Wed Dec 07 12:00 AM -- 12:50 AM (PST) @ Area 1 + 2

Particle physics aims to answer profound questions about the fundamental building blocks of the Universe through enormous data sets collected at experiments like the Large Hadron Collider at CERN. Inference in this context involves two extremes. On one hand the theories of fundamental particle interactions are described by quantum field theory, which is elegant, highly constrained, and highly predictive. On the other hand, the observations come from interactions with complex sensor arrays with uncertain response, which lead to intractable likelihoods. Machine learning techniques with high-capacity models offer a promising set of tools for coping with the complexity of the data; however, we ultimately want to perform inference in the language of quantum field theory. I will discuss likelihood-free inference, generative models, adversarial training, and other recent progress in machine learning from this point of view.

Author Information

Kyle Cranmer (University of Wisconsin-Madison)

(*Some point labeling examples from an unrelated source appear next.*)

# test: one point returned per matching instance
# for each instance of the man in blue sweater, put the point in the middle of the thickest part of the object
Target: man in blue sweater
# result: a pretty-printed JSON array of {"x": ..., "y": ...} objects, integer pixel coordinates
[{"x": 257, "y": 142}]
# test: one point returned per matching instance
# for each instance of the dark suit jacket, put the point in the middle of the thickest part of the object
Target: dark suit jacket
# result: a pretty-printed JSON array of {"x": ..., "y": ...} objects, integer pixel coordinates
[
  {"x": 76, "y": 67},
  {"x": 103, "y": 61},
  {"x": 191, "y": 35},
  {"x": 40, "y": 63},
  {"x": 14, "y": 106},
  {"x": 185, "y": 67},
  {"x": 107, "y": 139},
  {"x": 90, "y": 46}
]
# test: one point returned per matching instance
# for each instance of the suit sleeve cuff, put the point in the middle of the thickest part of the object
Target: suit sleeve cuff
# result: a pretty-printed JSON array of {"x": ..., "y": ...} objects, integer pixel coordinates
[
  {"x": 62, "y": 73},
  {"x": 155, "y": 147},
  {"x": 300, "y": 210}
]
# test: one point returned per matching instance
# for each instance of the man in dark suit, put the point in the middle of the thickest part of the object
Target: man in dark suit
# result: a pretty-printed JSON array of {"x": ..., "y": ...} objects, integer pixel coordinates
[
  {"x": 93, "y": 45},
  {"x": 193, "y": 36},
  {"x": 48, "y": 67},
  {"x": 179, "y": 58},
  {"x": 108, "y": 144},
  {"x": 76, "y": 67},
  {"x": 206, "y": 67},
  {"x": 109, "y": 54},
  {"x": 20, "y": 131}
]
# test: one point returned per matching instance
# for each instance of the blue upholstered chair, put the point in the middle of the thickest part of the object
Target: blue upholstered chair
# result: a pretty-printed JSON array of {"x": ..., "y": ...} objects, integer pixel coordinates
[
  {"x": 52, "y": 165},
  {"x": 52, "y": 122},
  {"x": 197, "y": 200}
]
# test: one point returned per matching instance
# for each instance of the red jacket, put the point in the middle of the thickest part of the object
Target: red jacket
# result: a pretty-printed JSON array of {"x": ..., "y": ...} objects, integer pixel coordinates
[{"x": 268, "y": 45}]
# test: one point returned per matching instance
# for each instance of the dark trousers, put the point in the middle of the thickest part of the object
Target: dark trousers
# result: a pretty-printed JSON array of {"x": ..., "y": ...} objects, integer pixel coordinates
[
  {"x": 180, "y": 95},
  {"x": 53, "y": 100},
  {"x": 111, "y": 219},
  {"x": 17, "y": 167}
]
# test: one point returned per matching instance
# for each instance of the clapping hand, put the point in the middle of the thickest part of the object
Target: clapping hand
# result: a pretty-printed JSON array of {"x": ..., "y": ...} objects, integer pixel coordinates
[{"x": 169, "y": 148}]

Kyle Cranmer is an Associate Professor of Physics at New York University and affiliated with NYU's Center for Data Science. He is an experimental particle physicists working, primarily, on the Large Hadron Collider, based in Geneva, Switzerland. He was awarded the Presidential Early Career Award for Science and Engineering in 2007 and the National Science Foundation's Career Award in 2009. Professor Cranmer developed a framework that enables collaborative statistical modeling, which was used extensively for the discovery of the Higgs boson in July, 2012. His current interests are at the intersection of physics and machine learning and include inference in the context of intractable likelihoods, development of machine learning models imbued with physics knowledge, adversarial training for robustness to systematic uncertainty, the use of generative models in the physical sciences, and integration of reproducible workflows in the inference pipeline.